C’est fini. Ontario’s police are a step away from implementing a ban on random and arbitrary stops of citizens for questioning. The Ministry of Community Safety and Correctional Services of Ontario announced on Wednesday, October 28, a regulation that will set new limits on police street checks.
“The Province has posted two draft regulations for public input on the random and arbitrary collection of identifying information by police, referred to as carding or street checks, one new and one amended,” states the document.
The new rules, with the support of Premier Kathleen Wynne, have been set to “expressly prohibit” the police from collecting information, and they establish “voluntary police-public interactions.”
Police agents will be forced to document every time they ask for information, and constituents will be entitled to a receipt. The document makes clear that, once in force, the regulations will be mandatory for every police agency in Ontario — Canada’s most populous province with 40 percent of the population. The regulations do not apply, though, to undercover police operations and if the person is already under arrest or there is a warrant out.
“These rules will ensure that interactions are consistent, conducted without bias or discrimination, and done in a manner that promotes public confidence and keeps our communities safe,” the statement continues.

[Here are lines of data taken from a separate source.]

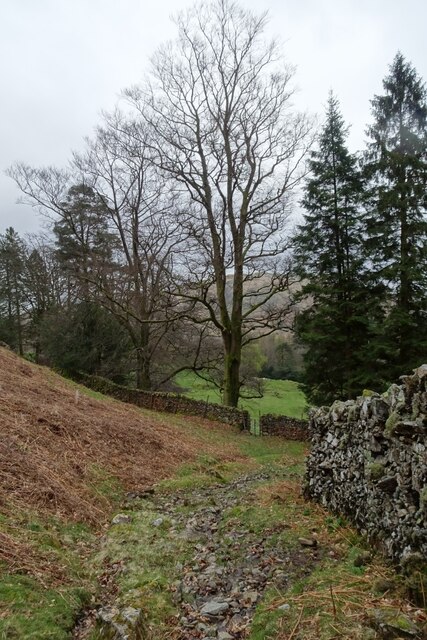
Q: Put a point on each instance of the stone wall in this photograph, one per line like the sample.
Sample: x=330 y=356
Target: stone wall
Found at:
x=284 y=426
x=368 y=461
x=167 y=402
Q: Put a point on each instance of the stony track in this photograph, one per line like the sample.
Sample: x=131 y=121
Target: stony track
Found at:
x=229 y=567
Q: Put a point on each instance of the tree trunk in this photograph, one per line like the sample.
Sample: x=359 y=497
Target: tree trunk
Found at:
x=232 y=358
x=143 y=366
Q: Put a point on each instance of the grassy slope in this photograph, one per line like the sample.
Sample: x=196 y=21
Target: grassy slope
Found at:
x=283 y=397
x=332 y=600
x=38 y=604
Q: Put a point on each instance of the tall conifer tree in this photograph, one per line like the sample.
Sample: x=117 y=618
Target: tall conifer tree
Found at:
x=335 y=327
x=396 y=164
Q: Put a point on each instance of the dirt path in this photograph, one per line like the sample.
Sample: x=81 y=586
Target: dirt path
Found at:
x=232 y=557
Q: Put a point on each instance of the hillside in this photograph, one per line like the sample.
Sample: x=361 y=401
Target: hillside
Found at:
x=225 y=509
x=66 y=454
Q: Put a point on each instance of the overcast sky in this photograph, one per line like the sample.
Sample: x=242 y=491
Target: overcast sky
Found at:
x=63 y=61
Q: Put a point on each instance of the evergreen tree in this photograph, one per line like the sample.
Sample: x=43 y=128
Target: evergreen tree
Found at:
x=396 y=164
x=83 y=241
x=335 y=328
x=12 y=299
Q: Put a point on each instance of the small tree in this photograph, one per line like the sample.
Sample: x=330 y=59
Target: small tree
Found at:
x=219 y=109
x=12 y=298
x=396 y=164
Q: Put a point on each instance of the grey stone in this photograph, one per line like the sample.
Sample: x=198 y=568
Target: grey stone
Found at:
x=121 y=518
x=158 y=522
x=214 y=608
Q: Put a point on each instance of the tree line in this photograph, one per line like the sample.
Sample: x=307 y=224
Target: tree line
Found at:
x=170 y=240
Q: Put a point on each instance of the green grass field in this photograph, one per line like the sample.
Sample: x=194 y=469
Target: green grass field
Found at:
x=283 y=397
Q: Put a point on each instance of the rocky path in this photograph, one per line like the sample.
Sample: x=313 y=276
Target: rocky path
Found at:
x=232 y=561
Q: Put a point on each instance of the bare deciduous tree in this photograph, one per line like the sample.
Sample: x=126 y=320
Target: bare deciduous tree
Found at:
x=219 y=108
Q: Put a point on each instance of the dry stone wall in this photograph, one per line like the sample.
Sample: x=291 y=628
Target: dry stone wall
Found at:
x=369 y=462
x=283 y=426
x=167 y=402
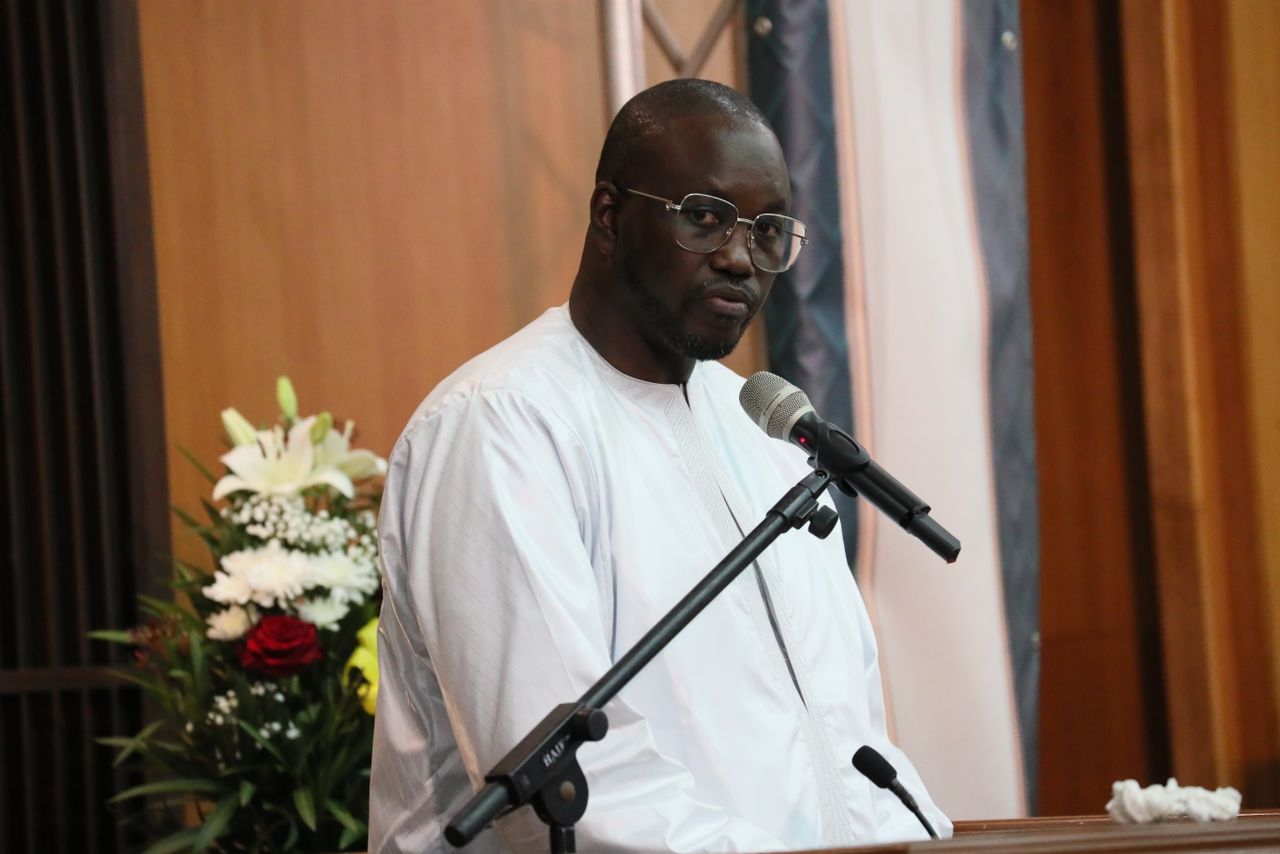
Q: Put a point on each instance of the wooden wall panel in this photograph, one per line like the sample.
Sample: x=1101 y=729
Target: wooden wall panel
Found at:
x=357 y=195
x=1101 y=697
x=1200 y=389
x=362 y=195
x=1253 y=32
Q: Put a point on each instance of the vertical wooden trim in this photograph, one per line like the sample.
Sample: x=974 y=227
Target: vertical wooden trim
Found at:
x=1215 y=629
x=138 y=314
x=1101 y=711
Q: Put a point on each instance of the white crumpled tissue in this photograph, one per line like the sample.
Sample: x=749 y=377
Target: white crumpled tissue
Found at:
x=1132 y=804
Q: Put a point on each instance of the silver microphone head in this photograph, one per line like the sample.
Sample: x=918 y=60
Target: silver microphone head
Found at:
x=773 y=403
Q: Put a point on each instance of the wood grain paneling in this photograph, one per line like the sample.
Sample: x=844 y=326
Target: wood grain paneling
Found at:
x=1198 y=393
x=357 y=195
x=1101 y=698
x=1253 y=32
x=362 y=196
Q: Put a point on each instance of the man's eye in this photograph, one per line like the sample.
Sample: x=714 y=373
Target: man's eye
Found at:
x=768 y=231
x=703 y=217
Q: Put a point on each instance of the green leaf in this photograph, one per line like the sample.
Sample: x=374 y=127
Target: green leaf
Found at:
x=306 y=807
x=216 y=822
x=199 y=465
x=113 y=635
x=341 y=813
x=351 y=835
x=179 y=841
x=196 y=640
x=163 y=786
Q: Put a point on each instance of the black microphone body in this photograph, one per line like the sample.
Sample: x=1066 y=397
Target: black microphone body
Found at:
x=877 y=768
x=855 y=473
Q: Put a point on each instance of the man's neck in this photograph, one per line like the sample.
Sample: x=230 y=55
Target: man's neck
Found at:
x=615 y=337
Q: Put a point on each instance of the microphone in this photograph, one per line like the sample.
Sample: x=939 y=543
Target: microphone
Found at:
x=785 y=412
x=877 y=768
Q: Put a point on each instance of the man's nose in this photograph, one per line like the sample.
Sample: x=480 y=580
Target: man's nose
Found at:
x=735 y=255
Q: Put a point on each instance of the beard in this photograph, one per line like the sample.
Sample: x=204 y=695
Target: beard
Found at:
x=668 y=328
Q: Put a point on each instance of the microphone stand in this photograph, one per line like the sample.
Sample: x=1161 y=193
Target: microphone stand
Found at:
x=543 y=768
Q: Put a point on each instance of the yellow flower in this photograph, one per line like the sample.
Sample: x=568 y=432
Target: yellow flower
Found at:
x=365 y=660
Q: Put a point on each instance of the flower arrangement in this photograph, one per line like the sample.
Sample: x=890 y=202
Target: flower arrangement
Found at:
x=265 y=677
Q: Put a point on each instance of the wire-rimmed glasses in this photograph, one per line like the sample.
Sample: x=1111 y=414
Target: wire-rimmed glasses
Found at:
x=705 y=223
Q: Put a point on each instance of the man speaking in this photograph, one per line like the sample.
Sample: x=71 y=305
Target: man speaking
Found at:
x=557 y=494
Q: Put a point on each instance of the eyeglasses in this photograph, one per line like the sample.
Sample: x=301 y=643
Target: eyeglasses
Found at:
x=705 y=223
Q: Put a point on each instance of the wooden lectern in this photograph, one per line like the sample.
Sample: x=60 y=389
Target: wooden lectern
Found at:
x=1252 y=831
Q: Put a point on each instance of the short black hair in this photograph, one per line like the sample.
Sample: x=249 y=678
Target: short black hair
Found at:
x=649 y=114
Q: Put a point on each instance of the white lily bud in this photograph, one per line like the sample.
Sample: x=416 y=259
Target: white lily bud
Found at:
x=287 y=398
x=238 y=429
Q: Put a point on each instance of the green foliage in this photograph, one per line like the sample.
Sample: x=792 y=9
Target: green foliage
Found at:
x=238 y=759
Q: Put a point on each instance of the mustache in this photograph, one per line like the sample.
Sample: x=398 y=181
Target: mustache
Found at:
x=727 y=288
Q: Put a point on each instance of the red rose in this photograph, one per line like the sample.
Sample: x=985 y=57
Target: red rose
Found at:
x=280 y=645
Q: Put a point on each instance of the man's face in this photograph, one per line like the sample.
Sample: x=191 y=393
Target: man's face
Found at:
x=684 y=302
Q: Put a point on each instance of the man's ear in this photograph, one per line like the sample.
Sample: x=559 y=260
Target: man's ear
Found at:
x=604 y=217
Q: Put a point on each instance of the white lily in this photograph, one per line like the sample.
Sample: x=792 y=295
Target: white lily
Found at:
x=280 y=465
x=334 y=450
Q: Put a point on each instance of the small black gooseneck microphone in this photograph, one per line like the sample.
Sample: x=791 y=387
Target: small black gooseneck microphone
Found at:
x=877 y=768
x=785 y=412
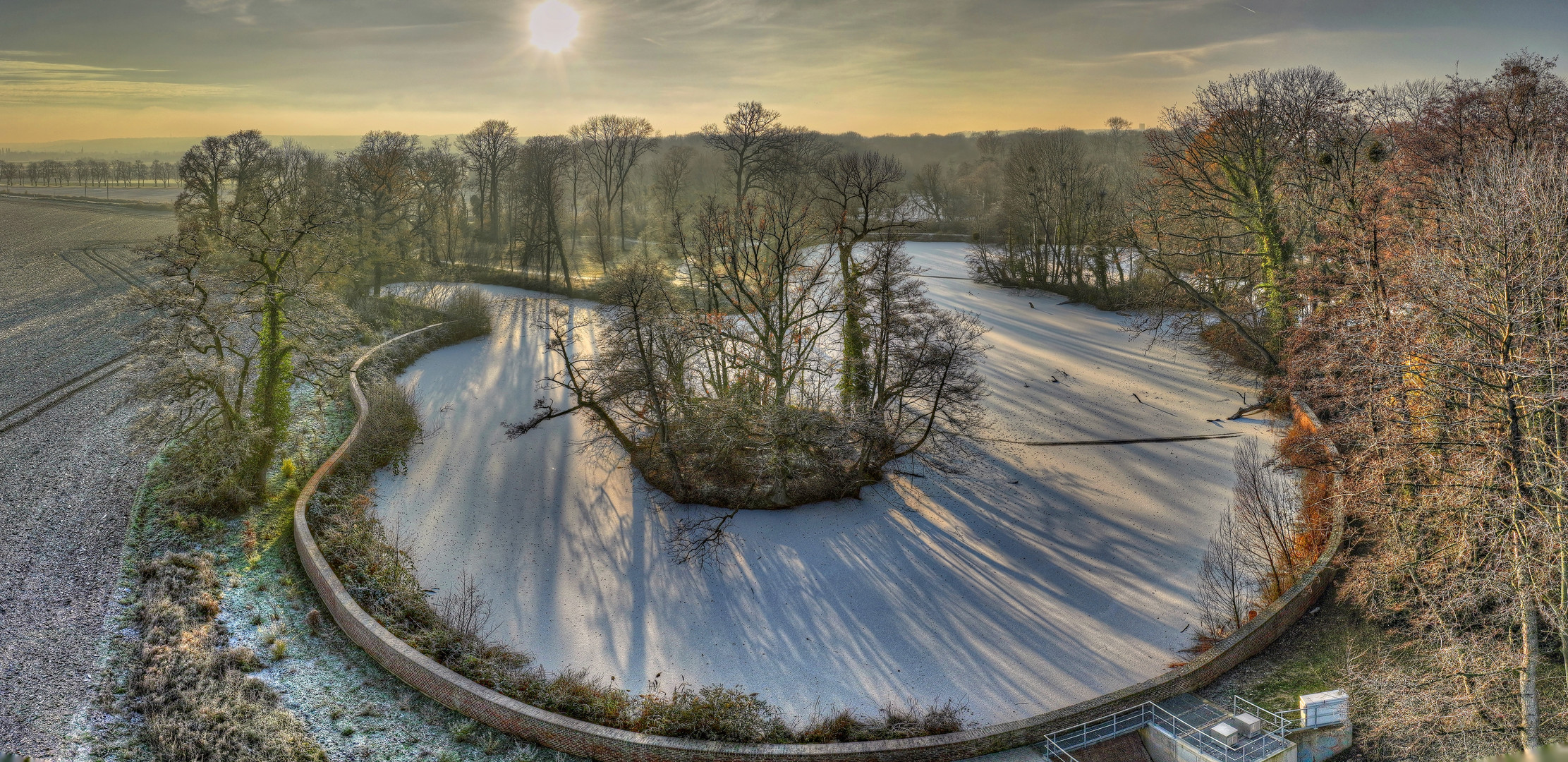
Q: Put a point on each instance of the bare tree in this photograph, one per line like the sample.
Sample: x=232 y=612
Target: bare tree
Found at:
x=491 y=150
x=858 y=198
x=378 y=184
x=610 y=148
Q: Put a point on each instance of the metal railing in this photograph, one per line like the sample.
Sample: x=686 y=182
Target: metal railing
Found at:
x=1269 y=741
x=1056 y=753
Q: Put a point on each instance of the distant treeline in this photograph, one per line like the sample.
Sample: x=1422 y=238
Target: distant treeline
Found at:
x=90 y=171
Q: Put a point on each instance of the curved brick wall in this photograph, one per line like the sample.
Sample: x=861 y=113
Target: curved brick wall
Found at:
x=614 y=745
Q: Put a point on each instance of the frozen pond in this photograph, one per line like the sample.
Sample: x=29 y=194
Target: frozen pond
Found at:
x=1043 y=577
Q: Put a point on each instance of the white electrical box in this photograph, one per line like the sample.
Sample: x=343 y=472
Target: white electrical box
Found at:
x=1330 y=708
x=1225 y=734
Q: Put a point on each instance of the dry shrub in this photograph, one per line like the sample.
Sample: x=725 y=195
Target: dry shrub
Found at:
x=1260 y=549
x=892 y=722
x=711 y=713
x=389 y=430
x=192 y=689
x=209 y=473
x=471 y=311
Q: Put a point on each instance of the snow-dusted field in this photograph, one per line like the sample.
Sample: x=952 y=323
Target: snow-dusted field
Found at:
x=1046 y=576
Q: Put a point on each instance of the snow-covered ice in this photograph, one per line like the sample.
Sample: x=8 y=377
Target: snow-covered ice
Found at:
x=1046 y=576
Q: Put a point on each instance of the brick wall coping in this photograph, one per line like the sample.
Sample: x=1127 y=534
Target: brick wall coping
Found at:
x=615 y=745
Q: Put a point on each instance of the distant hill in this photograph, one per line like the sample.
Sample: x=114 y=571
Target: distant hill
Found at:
x=146 y=150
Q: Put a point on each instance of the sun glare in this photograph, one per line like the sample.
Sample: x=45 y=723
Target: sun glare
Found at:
x=552 y=25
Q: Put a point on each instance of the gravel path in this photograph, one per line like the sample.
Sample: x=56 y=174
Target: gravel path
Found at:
x=66 y=476
x=66 y=487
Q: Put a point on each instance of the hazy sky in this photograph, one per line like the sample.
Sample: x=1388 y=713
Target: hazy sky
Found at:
x=176 y=68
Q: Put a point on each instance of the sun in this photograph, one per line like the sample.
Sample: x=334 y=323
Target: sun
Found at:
x=552 y=25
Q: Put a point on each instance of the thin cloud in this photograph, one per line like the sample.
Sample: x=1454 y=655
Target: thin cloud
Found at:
x=25 y=82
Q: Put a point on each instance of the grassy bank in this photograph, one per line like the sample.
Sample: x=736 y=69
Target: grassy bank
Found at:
x=221 y=653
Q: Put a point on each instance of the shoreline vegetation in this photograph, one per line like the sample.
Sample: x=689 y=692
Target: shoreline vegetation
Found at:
x=454 y=629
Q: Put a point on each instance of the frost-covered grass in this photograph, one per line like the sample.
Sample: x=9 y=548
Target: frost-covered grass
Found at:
x=251 y=615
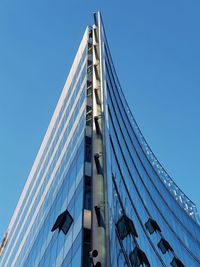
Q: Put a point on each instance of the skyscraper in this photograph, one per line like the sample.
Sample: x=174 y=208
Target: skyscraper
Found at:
x=96 y=194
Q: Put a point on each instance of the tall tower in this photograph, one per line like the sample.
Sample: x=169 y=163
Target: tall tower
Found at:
x=96 y=194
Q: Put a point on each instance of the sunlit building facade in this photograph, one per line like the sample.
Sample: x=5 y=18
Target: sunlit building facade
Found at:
x=96 y=194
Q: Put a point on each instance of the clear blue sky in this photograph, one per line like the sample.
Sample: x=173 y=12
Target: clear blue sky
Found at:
x=156 y=51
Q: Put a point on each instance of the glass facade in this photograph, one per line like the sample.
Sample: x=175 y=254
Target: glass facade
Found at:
x=96 y=186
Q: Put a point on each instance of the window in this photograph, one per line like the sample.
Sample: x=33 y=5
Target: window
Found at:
x=125 y=227
x=63 y=222
x=164 y=246
x=97 y=162
x=152 y=226
x=138 y=258
x=98 y=130
x=88 y=148
x=177 y=263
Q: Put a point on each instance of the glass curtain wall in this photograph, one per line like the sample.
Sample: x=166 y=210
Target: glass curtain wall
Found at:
x=55 y=184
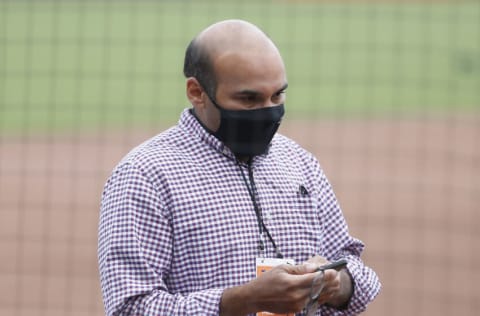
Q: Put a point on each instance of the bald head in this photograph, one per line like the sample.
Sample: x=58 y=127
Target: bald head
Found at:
x=231 y=39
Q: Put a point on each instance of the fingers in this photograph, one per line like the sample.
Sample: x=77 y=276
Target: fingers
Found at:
x=331 y=286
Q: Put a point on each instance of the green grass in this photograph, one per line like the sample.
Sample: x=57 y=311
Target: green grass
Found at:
x=95 y=64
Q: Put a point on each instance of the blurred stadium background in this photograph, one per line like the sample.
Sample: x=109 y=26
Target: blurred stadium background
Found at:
x=385 y=93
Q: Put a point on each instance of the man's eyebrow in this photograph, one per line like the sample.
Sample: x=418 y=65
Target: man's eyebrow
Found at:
x=254 y=92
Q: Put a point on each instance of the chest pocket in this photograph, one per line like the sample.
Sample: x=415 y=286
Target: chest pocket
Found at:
x=292 y=215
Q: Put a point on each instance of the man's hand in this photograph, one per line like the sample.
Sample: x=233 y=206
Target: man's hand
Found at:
x=337 y=288
x=284 y=289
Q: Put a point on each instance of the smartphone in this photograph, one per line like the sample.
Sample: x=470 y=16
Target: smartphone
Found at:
x=336 y=265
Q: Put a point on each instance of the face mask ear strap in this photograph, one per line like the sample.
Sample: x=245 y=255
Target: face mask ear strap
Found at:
x=208 y=95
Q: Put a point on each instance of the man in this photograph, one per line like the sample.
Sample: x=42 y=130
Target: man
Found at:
x=186 y=216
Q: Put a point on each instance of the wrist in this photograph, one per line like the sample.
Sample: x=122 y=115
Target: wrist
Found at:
x=237 y=301
x=346 y=291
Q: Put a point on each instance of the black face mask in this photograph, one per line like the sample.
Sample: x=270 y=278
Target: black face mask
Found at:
x=248 y=132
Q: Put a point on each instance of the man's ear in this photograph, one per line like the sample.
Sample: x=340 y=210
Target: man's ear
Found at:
x=195 y=93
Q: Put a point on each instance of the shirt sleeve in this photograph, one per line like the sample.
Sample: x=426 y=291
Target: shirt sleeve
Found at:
x=339 y=244
x=135 y=249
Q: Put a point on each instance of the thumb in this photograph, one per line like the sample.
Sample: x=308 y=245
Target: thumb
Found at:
x=303 y=268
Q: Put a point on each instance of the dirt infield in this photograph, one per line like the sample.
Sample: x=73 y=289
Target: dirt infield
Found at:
x=410 y=189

All Ontarians deserve fairness & respect. With your help, we're putting an end to police street checks. pic.twitter.com/nboF2dj1UA
— Kathleen Wynne (@Kathleen_Wynne) October 28, 2015
Up until implementation proceeds on December 12, citizens can send their input via email — although they should note that their views will become part of the public record.
In relation to the principles behind the proposed regulations, the release states that Ontario officials have “zero tolerance” for racism “or any form of discrimination based on skin color, background, religion, sexual orientation, or gender identity and gender expression.”
The ministry says police will be able to request information only when they believe it will assist with “gathering information about individuals known or reasonably suspected to be engaged in illegal activities” and “inquiring into suspicious activities for the purpose of detecting illegal activities.”
Despite the broad language, the stated intent is for these new rules to put an end to random stops that do not have a “real policing purpose,” stops based on hunch or intuition. In such instances, the person will be able to walk away without answering the official’s questions, since he is not legally entitled to respond.
Moreover, those introducing the regulation say that “a police officer’s request for identifying information cannot be solely based on the fact that the individual is in a high-crime neighborhood.”
The police agent will have to explain why the information is being collected, and he will have to add if the constituent is not required to remain in his presence. Correspondingly, the person who has given the officer personal information can ask how to contact the Independent Police Review Director to file a complaint.
“The regulation makes it very clear that police officers cannot stop you to collect your personal information simply based on the way you look or the neighbourhood you live in,” Ontario’s minister of community safety and correctional services, Yasir Naqvi, said on Wednesday. He also announced that this set of new rules were “the first rights-based framework surrounding these police interactions in [Canada’s] history.”
“What was really impactful for me was when I heard from many young people that sharing their personal information was just normal for them,” he added. Naqvi described that as “unacceptable” and stated that it should not be normal for anyone.